LINGKARBEKASI.COM – Minggu, 20 Juli 2025- Meski Air Susu Ibu (ASI) merupakan sumber nutrisi terbaik untuk bayi, anak yang mendapat ASI eksklusif tetap berisiko mengalami kekurangan zat besi atau anemia defisiensi besi (ADB). Risiko ini meningkat seiring bertambahnya usia bayi, terutama setelah enam bulan.

Dokter spesialis anak, dr.

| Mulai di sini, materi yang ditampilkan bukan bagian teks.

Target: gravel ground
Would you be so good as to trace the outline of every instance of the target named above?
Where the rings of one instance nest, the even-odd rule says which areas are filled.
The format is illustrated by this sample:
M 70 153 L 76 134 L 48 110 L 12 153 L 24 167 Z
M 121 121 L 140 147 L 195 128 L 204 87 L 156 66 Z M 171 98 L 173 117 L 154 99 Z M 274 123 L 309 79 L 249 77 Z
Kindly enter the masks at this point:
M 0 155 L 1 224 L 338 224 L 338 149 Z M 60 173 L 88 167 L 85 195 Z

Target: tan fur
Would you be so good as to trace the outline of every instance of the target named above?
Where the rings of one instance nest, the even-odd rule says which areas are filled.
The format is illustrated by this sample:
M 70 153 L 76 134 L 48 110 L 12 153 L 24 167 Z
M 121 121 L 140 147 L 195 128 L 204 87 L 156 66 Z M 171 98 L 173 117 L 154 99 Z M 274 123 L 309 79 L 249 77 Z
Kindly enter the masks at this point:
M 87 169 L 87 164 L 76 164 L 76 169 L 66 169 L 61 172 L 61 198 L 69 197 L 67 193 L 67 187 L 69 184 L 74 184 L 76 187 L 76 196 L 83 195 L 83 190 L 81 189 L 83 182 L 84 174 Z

Agnes Tri Harjaningrum, Sp.A., menjelaskan bahwa cadangan zat besi dalam tubuh bayi mulai menurun setelah usia enam bulan, sementara kebutuhan zat besi justru meningkat.
“Tentu ASI itu yang terbaik, cuma secara teori, begitu umur enam bulan, cadangan zat besinya drop,” ujarnya.
Untuk itu, pemberian Makanan Pendamping ASI (MPASI) yang kaya zat besi sangat penting. Salah satu MPASI yang direkomendasikan adalah susu pertumbuhan yang telah difortifikasi, termasuk zat besi.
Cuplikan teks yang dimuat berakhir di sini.